Quelques jours après cette réunion ministérielle (où l’on n’a pas jugé utile de demander au patron de « Droits devant ! » Jean Claude Amara de participer), Francine Blanche et son équipe annoncent fièrement, à la Bourse du travail de Paris, rue Charlot (la même qui, un mois après, sera occupée par des sans papiers en colère, s’estimant à raison floués et trahis par la CGT) que ça y est ! le ministre a donné son accord, et que les grévistes vont voir leurs dossiers examinés et en principe régularisés, soit mille dossiers.
Dès ce moment-là, la direction de la CGT amorce un mouvement de repli. Des consignes sont données dans les Uds et les Fédés pour que la lutte s’arrête. On commence à ne plus accepter dans les Uls les sans papiers qui arrivent massivement, demandant de l’aide à la CGT, sans papiers qui arrivent d’autant plus massivement que, quand ils se rendent dans les préfectures, y compris accompagnés par des militants (Ldh, Resf, Mrap, Solidaires etc ..) on leur dit qu’il faut aller voir la CGT, et passer par elle.
Une deuxième vague est lancée quelques semaines plus tard, tout au plus une vaguelette, puis une troisième, à peine un frisson dans l’eau, au point qu’on se demande s’il s’est passé quelque chose.

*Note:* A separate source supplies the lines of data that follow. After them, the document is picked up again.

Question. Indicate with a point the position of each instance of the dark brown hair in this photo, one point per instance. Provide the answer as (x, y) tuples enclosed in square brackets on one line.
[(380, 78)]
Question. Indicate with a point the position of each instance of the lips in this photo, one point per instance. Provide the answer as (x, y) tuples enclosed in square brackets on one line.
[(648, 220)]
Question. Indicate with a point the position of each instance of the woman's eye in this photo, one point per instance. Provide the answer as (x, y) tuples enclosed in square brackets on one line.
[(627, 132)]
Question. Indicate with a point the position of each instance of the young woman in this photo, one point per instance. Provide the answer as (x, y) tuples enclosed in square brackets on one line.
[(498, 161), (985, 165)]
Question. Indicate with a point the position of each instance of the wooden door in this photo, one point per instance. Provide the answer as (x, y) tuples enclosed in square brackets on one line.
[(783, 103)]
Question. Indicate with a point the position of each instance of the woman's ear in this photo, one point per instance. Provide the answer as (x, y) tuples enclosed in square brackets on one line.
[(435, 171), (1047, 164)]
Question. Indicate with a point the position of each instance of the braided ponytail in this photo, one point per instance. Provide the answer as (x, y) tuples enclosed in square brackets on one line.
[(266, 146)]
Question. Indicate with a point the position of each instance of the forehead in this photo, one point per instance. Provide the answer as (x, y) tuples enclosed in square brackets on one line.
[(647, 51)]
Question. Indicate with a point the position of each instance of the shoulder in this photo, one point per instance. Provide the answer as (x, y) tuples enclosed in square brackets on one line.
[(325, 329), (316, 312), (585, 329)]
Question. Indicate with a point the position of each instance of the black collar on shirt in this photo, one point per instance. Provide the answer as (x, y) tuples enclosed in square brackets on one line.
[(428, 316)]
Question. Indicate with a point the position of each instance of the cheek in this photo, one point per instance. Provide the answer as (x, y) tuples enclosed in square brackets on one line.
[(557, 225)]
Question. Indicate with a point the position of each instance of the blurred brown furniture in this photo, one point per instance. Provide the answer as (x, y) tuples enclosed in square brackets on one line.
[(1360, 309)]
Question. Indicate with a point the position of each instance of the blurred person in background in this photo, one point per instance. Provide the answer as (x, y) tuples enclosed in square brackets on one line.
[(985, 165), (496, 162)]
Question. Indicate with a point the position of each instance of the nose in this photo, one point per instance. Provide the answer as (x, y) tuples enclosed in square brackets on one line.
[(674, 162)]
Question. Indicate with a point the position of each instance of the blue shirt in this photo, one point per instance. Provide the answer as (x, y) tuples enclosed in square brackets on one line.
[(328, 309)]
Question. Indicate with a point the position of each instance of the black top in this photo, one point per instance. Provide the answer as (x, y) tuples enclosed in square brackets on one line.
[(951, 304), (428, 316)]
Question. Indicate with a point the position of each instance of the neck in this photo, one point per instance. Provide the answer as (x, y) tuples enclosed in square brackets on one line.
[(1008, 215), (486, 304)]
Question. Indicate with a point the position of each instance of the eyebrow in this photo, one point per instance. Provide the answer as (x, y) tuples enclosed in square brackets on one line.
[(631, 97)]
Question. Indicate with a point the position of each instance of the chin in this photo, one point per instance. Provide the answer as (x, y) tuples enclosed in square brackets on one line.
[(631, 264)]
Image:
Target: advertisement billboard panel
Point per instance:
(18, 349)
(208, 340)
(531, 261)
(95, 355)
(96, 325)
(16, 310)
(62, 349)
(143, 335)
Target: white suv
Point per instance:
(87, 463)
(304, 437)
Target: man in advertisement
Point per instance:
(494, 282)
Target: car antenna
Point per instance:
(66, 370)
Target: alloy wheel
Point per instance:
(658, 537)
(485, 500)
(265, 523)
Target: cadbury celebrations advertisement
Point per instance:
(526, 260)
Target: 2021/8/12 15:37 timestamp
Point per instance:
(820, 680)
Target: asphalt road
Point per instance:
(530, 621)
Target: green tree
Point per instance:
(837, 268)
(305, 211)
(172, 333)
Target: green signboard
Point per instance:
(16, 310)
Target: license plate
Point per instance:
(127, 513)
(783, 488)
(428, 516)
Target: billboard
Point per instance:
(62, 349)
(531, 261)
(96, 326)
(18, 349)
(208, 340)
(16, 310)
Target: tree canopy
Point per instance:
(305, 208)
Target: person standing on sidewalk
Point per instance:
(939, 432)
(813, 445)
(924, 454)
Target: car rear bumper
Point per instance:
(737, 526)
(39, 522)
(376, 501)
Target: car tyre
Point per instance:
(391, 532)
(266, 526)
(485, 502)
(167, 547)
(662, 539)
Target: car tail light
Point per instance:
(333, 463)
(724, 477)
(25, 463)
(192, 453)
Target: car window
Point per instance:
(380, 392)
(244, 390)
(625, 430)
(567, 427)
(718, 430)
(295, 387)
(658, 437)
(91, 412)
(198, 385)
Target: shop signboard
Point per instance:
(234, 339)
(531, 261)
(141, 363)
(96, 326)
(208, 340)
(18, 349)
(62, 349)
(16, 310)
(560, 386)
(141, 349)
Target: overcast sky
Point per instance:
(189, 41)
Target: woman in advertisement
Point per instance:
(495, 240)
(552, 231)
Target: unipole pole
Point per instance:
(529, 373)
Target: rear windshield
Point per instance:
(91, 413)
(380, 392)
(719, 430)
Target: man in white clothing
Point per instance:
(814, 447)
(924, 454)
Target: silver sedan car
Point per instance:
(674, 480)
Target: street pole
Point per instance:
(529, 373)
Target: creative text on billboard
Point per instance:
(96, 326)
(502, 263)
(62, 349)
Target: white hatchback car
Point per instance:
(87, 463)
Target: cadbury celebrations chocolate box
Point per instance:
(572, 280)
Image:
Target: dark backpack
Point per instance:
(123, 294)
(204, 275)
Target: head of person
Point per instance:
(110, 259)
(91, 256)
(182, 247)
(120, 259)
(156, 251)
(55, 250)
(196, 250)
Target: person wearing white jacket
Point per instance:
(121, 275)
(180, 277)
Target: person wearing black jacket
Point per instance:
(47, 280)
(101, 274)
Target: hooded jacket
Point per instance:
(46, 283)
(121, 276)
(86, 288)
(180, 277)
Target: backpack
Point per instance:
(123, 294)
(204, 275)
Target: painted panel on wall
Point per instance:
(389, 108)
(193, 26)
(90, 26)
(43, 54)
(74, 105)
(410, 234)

Durant tout l’été 2008, les militants de la CGT investis sur ce dossier, notamment à Paris et en région parisienne, se tapent tout le travail des employés de préfecture : collationner les preuves de présence en France, les feuilles de paye, les contrats de travail, et, par ailleurs, font également le boulot des patrons, en remplissant à leur place les documents nécessaires pour une régularisation par le travail (les fameux « cerfa » comme ils disent tous). Une CGT qui se fait supplétive des préfectures et qui permet la mise à zéro des compteurs des patrons voyous.
Il n’est pas question pour autant de critiquer ces militants, qui la plupart du temps, ont donné beaucoup de force, ont mis beaucoup d’énergie dans ce mouvement, dans un grand élan de générosité, et dans une confiance un peu trop « aveugle » envers la confédération.
Tout le monde attend la 3ème (ou 4ème ? on ne sait pas bien) vague, à la rentrée, vague qui n’aura pas lieu. Et nous aurons à la place l’annonce d’une « circulaire » sur critères en décembre, circulaire qui n’existe en fait pas, monstrueux mensonge de la Confédération pour arrêter le mouvement et tenter ainsi d’amadouer le ministère.
Ainsi se termine la grande lutte des travailleurs sans papiers, fin 2008. Le grand mouvement qui devait permettre des dizaines de milliers de régularisations se solde, malgré un investissement des militants de la CGT jamais vu, à 2500 dossiers, d’après les chiffres invérifiables de la CGT.
Rappelons, pour mémoire, qu’au moment de la circulaire Chevènement, en 1997, quelques militants CGT parisiens ont présenté environ 5000 dossiers de sans papiers, sans faire aucun « tri », sans tenir compte des critères de la circulaire, et que 85% des sans papiers ont été régularisés.
Il est intéressant de noter que, dans le même temps, des patrons présentent eux aussi directement des dossiers aux préfectures et arrivent à un nombre de régularisation un peu supérieur.